Some in the United States have downplayed the importance of NATO. Many European partners worry that after the U.S. presidential election in November, the American commitment to the alliance will wane. But as NATO prepares for the start of its summit in Washington on Tuesday, marking 75 years since its birth, I would like to remind the world of how NATO is etched into the cultural and political identity of one country in Europe: my own, Kosovo.

In 1999, a ruthless Serbian campaign led by the Serb leader and Yugoslav president Slobodan Milosevic brought massacres, rapes and the expulsion of about half of Kosovo’s majority Albanian population. It was a humanitarian disaster. NATO’s sustained aerial bombardment of Serb forces and positions put a stop to the horror. The alliance sent in nearly 50,000 troops immediately after.

Who among my people could forget the sight of NATO soldiers being cheered as they arrived? Over the past 25 years, as NATO helped liberate Kosovo and maintained the peace, we in return built democracy to foster this peace from within. We declared our independence in 2008, an idea that will resonate with Americans who have just celebrated their Independence Day. Most of the world now recognizes the nation known as Kosovo, although I prefer the Albanian spelling, Kosova.

There was little doubt to us, given the fresh memories of genocide in Rwanda and Bosnia, that the situation in Kosovo would have deteriorated rapidly without NATO. As a Kosovar, it is painful even to imagine how much worse it could have become.

From the outset, NATO’s intervention was humanitarian. But a humanitarian intervention serves national interests, too, however much we’d like to think of them as distinct. Peace in Europe and stopping human suffering served the national interests of NATO’s members. Conflict in the Balkans increases the risk of spillover into Western Europe, not only through refugee crises but also by drawing foreign players into this historically significant geopolitical borderland, threatening Europe’s security.

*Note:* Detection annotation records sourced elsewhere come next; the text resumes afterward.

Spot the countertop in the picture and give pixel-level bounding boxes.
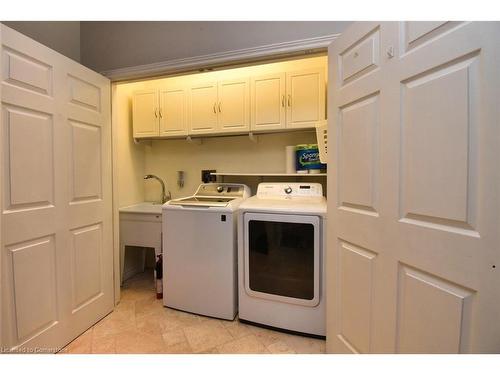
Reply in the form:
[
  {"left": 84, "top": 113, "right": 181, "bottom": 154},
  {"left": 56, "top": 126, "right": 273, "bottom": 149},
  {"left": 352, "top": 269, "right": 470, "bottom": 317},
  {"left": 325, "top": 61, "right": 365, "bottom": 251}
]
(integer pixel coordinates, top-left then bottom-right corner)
[{"left": 119, "top": 202, "right": 162, "bottom": 215}]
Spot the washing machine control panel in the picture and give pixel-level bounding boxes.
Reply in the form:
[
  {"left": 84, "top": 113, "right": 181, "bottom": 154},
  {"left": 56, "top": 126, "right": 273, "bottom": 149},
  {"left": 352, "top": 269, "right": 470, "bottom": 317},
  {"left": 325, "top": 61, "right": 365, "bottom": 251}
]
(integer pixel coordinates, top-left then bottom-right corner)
[{"left": 257, "top": 182, "right": 323, "bottom": 198}]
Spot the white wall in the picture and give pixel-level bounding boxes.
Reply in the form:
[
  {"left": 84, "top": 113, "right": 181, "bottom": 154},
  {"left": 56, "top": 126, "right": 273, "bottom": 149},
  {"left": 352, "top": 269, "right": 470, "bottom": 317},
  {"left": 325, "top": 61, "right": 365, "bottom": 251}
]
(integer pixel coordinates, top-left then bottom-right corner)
[
  {"left": 81, "top": 21, "right": 350, "bottom": 71},
  {"left": 2, "top": 21, "right": 80, "bottom": 62}
]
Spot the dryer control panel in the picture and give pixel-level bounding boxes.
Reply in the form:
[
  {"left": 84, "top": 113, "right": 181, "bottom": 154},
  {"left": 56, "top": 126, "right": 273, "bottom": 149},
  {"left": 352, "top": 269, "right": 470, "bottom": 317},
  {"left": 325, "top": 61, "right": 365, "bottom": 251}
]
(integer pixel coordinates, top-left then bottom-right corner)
[{"left": 257, "top": 182, "right": 323, "bottom": 198}]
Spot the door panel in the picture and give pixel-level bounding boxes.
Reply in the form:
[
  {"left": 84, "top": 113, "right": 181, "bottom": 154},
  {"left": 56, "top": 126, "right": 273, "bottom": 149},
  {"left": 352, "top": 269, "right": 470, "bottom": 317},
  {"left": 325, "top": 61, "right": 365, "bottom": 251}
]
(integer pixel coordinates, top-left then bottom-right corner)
[
  {"left": 132, "top": 90, "right": 159, "bottom": 138},
  {"left": 250, "top": 73, "right": 286, "bottom": 130},
  {"left": 160, "top": 88, "right": 187, "bottom": 136},
  {"left": 0, "top": 25, "right": 113, "bottom": 351},
  {"left": 327, "top": 22, "right": 500, "bottom": 353},
  {"left": 339, "top": 242, "right": 377, "bottom": 353},
  {"left": 286, "top": 68, "right": 326, "bottom": 128},
  {"left": 217, "top": 78, "right": 250, "bottom": 132},
  {"left": 396, "top": 265, "right": 474, "bottom": 353},
  {"left": 188, "top": 83, "right": 217, "bottom": 134}
]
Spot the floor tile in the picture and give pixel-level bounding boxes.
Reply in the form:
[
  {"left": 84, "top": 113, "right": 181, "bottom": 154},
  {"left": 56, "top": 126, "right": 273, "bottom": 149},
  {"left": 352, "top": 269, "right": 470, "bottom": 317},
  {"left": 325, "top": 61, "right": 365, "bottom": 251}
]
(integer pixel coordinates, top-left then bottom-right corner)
[
  {"left": 283, "top": 335, "right": 325, "bottom": 354},
  {"left": 184, "top": 320, "right": 233, "bottom": 352},
  {"left": 60, "top": 272, "right": 325, "bottom": 354},
  {"left": 61, "top": 329, "right": 92, "bottom": 354},
  {"left": 267, "top": 341, "right": 296, "bottom": 354},
  {"left": 217, "top": 335, "right": 269, "bottom": 354},
  {"left": 222, "top": 319, "right": 252, "bottom": 339}
]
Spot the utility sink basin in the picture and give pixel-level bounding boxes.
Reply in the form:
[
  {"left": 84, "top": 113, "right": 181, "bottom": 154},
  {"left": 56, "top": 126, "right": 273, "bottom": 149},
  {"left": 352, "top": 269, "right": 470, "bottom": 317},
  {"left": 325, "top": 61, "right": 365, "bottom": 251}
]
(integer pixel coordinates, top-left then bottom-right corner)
[{"left": 120, "top": 202, "right": 162, "bottom": 215}]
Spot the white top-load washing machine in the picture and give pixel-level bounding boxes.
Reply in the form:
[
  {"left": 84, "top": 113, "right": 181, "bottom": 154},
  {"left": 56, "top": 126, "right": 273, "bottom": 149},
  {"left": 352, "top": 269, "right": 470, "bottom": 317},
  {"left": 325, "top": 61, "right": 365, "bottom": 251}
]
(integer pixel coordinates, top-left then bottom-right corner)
[
  {"left": 162, "top": 183, "right": 250, "bottom": 320},
  {"left": 238, "top": 183, "right": 326, "bottom": 336}
]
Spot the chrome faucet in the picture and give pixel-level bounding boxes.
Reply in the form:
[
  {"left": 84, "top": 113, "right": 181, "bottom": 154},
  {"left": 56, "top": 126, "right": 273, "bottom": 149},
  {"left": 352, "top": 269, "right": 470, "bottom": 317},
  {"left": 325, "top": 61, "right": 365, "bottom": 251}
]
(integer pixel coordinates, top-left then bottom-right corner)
[{"left": 144, "top": 174, "right": 172, "bottom": 204}]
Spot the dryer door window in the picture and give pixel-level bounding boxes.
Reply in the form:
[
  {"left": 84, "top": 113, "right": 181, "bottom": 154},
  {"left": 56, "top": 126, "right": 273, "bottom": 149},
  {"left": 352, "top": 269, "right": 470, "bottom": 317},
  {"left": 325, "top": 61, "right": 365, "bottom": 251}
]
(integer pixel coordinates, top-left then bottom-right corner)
[{"left": 245, "top": 214, "right": 319, "bottom": 305}]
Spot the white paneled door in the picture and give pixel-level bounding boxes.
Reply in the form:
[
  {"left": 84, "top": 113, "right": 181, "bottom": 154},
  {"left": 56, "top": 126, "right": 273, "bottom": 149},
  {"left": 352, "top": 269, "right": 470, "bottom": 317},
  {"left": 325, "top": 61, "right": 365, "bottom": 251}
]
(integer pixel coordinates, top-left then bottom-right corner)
[
  {"left": 0, "top": 25, "right": 113, "bottom": 352},
  {"left": 327, "top": 22, "right": 500, "bottom": 353}
]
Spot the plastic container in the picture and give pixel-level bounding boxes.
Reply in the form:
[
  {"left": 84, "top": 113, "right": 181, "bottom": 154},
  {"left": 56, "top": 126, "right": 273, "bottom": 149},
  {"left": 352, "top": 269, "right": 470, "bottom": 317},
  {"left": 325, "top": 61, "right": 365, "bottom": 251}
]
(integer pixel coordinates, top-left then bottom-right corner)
[{"left": 296, "top": 144, "right": 326, "bottom": 173}]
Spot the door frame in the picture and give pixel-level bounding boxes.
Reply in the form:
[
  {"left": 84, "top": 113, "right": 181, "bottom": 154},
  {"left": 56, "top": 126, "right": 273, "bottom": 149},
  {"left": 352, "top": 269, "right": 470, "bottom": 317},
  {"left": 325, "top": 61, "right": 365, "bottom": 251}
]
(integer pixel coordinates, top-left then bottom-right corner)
[{"left": 110, "top": 82, "right": 121, "bottom": 306}]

NATO is not an abstract entity acting on its own. It requires political will. In Kosovo’s case, we had the political will of many great powers, including the United States, NATO’s biggest military power. Secretary of State Madeleine Albright knew the region and the terrors of European wars. Despite being strongly associated with the Clinton administration, the intervention was bipartisan. In Congress, Senator Bob Dole, a Republican, was a strong advocate.